人は両親から1個ずつ遺伝子をもらいます。正常をA、疾患遺伝子をaとすると、AとA以外、つまりAが1個でもあれば発症するのが常染色体優性遺伝です。
実際には若年で発症する致死的な常染色体優性遺伝性疾患は、遺伝で発症することは少ないようです(成人以前に発症すれば、子孫を残すことが困難なため)。したがって突然変異によって発症するケースが多いようです。

例)Hungtington病、筋強直性ジストロフィー、顔面肩甲上腕型筋ジストロフィー、家族性大腸ポリポーシス、Machado-Joseph病、歯状核赤核淡蒼球ルイ体萎縮症、多嚢胞性嚢胞腎(成人型)など

常染色体劣性遺伝(AR)

AとAなら正常、Aとaなら健康保因者、aとaなら発症するのが常染色体劣性遺伝です。常染色体劣性遺伝の場合、両親が保因者なら子供は4分の1の確率で発症します。代謝性疾患は劣性遺伝が多いです。

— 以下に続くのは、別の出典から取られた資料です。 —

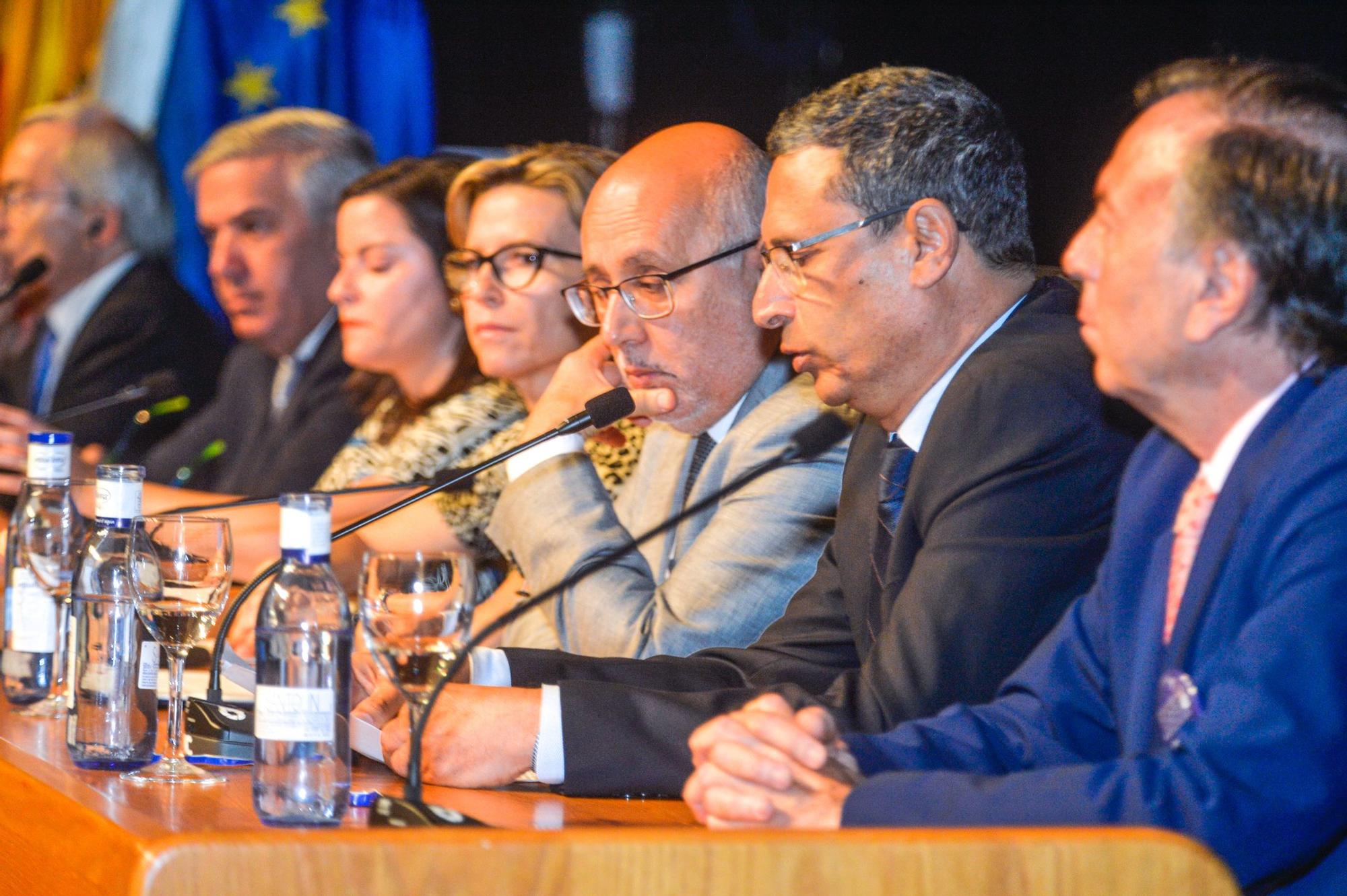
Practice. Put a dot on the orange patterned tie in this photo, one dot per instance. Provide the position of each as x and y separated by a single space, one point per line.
1194 512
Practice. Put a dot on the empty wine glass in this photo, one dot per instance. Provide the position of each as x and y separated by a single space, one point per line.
180 575
417 611
52 530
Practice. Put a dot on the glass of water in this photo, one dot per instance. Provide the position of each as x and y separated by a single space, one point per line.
53 526
417 611
180 575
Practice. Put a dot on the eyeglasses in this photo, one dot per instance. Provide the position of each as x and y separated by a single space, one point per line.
18 194
782 259
515 265
650 296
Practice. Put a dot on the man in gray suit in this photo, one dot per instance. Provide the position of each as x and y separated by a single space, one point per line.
674 308
673 296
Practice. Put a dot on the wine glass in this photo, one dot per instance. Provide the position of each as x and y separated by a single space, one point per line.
180 576
417 611
53 529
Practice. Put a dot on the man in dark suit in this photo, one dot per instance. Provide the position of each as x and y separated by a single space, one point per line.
903 279
1202 684
83 191
267 194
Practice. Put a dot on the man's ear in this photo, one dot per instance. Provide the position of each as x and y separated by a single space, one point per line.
934 238
1226 292
103 225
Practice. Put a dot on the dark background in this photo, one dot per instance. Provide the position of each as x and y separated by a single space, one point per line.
511 73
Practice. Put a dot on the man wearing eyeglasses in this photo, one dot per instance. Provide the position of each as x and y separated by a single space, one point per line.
86 194
979 491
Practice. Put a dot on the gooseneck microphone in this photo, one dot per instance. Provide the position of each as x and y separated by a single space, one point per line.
808 443
25 276
600 412
158 384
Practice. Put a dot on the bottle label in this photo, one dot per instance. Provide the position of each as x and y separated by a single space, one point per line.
149 677
118 502
32 614
49 462
306 715
305 533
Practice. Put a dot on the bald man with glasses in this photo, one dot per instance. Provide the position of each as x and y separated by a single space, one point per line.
977 493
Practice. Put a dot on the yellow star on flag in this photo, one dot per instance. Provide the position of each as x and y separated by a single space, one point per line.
251 86
302 16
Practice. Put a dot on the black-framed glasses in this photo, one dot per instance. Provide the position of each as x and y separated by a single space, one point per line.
515 265
650 296
782 259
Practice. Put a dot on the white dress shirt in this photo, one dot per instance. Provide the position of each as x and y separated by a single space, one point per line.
491 666
68 315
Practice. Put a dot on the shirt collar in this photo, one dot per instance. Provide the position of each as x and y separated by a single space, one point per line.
1216 470
308 346
913 429
68 315
723 425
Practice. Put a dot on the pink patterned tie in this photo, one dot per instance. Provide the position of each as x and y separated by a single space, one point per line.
1194 512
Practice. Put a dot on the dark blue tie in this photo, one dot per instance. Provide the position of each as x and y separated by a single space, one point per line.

例)鎌状赤血球貧血症、フェニルケトン尿症、ホモシスチン尿症、Wilson病、Friedreich失調症、多嚢胞性嚢胞腎(幼児型)など

*実際にはフェニルケトン尿症などの先天性代謝異常症の多くは遺伝子異常の頻度が低いため保因者が少なく、保因者同士の間に子が生まれることは少ないです。この場合、親の一方が保因者で、もう一方は突然変異で発症するケースが多いと言われています。